Professor Jean Golding and her colleagues knew that the risk of a woman having a child with autism could be increased if she smoked during pregnancy. They reasoned that if the products of smoking circulating in the blood could influence the developing fetus, they might also influence the mitochondria of the developing eggs in female fetuses. Fortunately, they had a way of testing that hypothesis. ALSPAC is a remarkable and influential survey of all children born in the city of Bristol over a year or so, 1990-91. Families were recruited during pregnancy and followed up into adult life, and information about their social, educational and medical histories was collected throughout.

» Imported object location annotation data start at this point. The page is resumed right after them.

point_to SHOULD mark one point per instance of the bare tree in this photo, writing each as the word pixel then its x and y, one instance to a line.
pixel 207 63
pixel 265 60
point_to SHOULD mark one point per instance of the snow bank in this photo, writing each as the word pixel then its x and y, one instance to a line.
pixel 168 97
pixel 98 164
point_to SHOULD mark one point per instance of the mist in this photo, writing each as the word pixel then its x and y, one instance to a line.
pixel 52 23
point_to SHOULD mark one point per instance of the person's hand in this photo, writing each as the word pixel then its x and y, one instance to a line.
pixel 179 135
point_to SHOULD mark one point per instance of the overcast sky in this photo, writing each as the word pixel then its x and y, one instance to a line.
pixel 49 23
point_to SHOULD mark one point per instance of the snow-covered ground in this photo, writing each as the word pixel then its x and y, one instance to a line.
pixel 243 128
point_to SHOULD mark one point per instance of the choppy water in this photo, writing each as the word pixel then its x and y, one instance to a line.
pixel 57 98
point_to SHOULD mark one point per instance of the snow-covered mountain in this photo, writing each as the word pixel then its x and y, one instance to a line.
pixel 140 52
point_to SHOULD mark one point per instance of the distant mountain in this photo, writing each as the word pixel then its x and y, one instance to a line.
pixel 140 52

Of over 14,000 children in ALSPAC, 273 were eventually diagnosed with an ASD. Helpfully, given our current understanding of the condition as a spectrum, the study also gathered measures of autistic traits. In the recent paper, Golding et al discuss the evidence that the risk conferred to her grandchildren, by a maternal grandmother's smoking in pregnancy, has an impact on mild autistic-like symptoms as well as on the probability of an ASD diagnosis.
When the ALSPAC study was conceived in 1988, autism was still regarded as a very rare phenomenon; the ALSPAC development team's decision to measure 'autistic traits' was condemned by some experts as maverick, even unscientific. We now know that at least one of the instruments they used – a parent-rated Social Communication Disorders Checklist (SCDC) – measures a set of traits that are influenced by the very same set of genes that influence the risk of developing autism itself. That has been extremely valuable in evaluating the evidence that the maternal grandmother's smoking habits somehow influence the risk of her grandchild developing autistic traits or an ASD diagnosis.
The SCDC was administered repeatedly over the period seven to 16 years: recent analyses have suggested that traits in females increase dramatically in adolescence to equal those of boys. For many years, it has been assumed that boys are much more susceptible to autistic traits than girls. Yet the evidence from ALSPAC indicates overt autistic traits become more evident during adolescence in girls, and that girls are relatively more susceptible to the negative impact of a maternal grandmother's smoking habits, especially on their social communication skills.
The mechanism by which inter-generational transmission of an environmental risk occurs remains speculative. This intriguing study will undoubtedly stimulate the debate about why we are seeing a burgeoning prevalence of ASD in recent years, and it provides more than a hint of a plausible preventive strategy.